Title: Re: Desert Flower's Recovery Journal
Post by: Desert Flower on October 14, 2024, 06:46:21 PM
Thank you Armee. You're right, I feel that I should be taking it slower, I will try to slow down.
Title: Re: Desert Flower's Recovery Journal
Post by: Desert Flower on October 15, 2024, 02:17:50 PM
Doing okay today. Went to work and my reserved desk is so helpful. Keeping it together and that'll suffice for now.
Title: Re: Desert Flower's Recovery Journal
Post by: sanmagic7 on October 17, 2024, 11:28:59 AM
glad you're doing ok at the moment, DF.  i hope you get a few days of respite, at least.  love and hugs :hug:
Title: Re: Desert Flower's Recovery Journal
Post by: rainydiary on October 17, 2024, 01:43:30 PM
Desert Flower, I am just stopping by to say I am thinking of you.
Title: Re: Desert Flower's Recovery Journal
Post by: Desert Flower on October 19, 2024, 11:16:06 AM
Thank you dear friends. I am okay and taking it easy.
 :grouphug:
Title: Re: Desert Flower's Recovery Journal
Post by: Armee on October 19, 2024, 02:26:14 PM
So glad to hear this. It is difficult stuff.  :grouphug:
Title: Re: Desert Flower's Recovery Journal
Post by: NarcKiddo on October 19, 2024, 04:41:50 PM
 :grouphug:
Title: Re: Desert Flower's Recovery Journal
Post by: sanmagic7 on October 20, 2024, 12:16:41 PM
 :grouphug:
Title: Re: Desert Flower's Recovery Journal
Post by: Desert Flower on October 20, 2024, 05:45:50 PM
I've not been writing much these past few days. Last Tuesday, I started to feel better after I went to the office, managed to be there and do some work and then in the evening did the very gentle yoga because the back pain was still lingering a bit. I don't usually 'allow' myself to do anything gentle, I usually do the most energetic yoga there is, just to wear myself out and then be able to relax a little bit. But it felt good to be gentle with myself.

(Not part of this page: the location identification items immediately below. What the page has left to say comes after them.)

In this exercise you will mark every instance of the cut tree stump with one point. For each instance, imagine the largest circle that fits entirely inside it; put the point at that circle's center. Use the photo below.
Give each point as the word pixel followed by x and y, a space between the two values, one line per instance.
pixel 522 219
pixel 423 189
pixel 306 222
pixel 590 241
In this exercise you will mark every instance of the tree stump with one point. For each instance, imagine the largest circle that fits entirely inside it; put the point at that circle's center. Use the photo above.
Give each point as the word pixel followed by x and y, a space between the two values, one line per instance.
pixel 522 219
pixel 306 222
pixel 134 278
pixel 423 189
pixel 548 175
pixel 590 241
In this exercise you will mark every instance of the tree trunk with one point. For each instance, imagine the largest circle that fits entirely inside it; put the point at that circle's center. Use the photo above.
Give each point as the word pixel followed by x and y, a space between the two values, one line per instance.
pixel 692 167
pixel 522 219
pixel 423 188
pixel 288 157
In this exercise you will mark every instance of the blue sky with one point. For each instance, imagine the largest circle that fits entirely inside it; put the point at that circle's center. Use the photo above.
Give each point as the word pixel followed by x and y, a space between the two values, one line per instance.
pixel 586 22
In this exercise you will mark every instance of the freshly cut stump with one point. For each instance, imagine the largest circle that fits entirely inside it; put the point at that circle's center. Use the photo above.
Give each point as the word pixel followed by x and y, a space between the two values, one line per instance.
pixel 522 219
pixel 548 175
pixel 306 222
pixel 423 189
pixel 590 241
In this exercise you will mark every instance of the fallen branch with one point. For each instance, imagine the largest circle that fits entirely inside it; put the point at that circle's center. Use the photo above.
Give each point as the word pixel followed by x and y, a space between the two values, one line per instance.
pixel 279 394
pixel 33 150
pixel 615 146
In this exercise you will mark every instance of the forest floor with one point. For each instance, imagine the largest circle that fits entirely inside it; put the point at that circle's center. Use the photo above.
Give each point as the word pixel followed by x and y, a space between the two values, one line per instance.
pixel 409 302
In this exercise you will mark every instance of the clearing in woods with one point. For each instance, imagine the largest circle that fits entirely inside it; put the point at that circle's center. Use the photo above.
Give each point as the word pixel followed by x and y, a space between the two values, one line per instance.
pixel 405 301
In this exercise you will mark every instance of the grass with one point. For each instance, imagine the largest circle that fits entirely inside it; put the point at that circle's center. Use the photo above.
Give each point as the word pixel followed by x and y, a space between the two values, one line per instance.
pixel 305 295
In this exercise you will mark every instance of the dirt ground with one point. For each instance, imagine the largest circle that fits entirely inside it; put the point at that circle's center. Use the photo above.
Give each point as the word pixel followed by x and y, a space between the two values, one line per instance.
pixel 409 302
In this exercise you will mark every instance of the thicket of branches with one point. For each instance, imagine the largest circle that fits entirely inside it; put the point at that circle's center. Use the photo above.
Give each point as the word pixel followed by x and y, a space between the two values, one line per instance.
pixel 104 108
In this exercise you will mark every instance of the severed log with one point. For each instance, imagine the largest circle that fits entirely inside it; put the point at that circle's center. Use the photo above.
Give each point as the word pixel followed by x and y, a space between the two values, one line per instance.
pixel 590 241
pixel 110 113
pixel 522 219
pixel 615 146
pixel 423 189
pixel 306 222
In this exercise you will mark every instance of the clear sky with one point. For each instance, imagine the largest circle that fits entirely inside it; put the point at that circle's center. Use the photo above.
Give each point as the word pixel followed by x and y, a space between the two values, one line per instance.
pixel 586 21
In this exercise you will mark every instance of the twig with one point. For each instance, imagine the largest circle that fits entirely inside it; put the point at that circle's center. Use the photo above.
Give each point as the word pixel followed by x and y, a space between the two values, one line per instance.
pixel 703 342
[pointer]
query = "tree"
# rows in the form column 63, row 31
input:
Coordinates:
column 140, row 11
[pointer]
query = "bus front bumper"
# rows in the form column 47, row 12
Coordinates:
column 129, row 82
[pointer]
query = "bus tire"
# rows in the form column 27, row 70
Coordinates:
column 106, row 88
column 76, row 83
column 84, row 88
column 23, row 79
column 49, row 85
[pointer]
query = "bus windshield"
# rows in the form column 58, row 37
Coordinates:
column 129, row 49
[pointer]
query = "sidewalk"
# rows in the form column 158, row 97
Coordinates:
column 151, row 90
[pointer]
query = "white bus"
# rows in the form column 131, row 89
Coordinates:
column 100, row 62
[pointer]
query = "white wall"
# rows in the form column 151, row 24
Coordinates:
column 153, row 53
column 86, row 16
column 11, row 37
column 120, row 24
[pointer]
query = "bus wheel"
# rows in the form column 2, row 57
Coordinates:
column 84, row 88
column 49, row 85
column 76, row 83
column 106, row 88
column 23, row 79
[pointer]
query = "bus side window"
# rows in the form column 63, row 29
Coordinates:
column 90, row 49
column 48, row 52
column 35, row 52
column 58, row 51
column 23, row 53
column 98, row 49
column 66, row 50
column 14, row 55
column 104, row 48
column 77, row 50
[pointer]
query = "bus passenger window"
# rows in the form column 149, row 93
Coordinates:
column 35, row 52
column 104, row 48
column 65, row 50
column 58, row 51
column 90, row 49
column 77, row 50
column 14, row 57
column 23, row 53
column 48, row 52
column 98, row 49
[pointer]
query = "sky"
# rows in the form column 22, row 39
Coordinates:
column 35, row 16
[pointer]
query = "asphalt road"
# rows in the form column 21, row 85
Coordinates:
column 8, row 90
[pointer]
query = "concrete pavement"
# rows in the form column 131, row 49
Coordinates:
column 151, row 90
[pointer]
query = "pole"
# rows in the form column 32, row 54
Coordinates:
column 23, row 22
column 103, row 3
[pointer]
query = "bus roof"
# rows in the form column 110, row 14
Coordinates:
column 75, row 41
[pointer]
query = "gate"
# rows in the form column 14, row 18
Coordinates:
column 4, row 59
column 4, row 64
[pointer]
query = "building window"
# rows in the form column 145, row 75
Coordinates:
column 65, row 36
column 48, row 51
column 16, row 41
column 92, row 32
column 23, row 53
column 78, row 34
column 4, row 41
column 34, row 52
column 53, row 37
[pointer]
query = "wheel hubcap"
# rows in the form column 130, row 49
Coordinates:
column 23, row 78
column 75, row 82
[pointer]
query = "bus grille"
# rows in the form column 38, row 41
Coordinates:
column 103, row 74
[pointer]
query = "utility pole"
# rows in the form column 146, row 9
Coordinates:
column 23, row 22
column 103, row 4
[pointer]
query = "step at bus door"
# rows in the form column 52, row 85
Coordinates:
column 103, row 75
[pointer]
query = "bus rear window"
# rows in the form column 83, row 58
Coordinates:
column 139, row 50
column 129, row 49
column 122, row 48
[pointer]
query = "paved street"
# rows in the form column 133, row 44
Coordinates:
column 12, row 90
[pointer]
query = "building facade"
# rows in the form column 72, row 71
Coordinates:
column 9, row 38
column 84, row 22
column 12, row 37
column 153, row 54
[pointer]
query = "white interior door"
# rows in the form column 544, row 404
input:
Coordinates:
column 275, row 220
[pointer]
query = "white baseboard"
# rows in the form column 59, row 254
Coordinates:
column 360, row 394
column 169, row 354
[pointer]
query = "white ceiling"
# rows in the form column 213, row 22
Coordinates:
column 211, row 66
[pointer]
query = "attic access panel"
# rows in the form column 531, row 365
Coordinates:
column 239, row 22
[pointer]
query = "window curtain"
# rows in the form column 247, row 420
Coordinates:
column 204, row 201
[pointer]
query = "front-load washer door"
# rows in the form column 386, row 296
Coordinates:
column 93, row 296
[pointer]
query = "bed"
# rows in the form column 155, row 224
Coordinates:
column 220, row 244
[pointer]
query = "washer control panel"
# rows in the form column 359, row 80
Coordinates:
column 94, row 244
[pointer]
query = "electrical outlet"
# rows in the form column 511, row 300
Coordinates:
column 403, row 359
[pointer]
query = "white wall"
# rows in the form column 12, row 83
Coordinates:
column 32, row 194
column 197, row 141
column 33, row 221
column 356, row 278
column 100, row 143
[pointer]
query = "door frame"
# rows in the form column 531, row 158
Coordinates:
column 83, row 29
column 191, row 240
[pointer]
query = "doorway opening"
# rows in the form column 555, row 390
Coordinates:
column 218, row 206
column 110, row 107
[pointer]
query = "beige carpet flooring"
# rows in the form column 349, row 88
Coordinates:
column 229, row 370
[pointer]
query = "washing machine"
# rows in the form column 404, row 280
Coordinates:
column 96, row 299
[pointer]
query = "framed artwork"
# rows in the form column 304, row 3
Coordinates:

And last Thursday, I told my t about the really hard stuff I'd been processing and we did EMDR with some of that and that really calmed me down.

I now feel kind of strange actually, because I've been calm ever since. Is this how regular people feel then? Almost boring ... Almost waiting for the next shoe/bomb/EF to drop.

I ordered some books about Dads and Father Loss because I now want to know the specifics of that.

Yesterday, my brother stopped by for dinner and he didn't ask about my therapy and I found that a little difficult, because he does know about it. Maybe he's afraid to ask. (I do know he's suffering too.)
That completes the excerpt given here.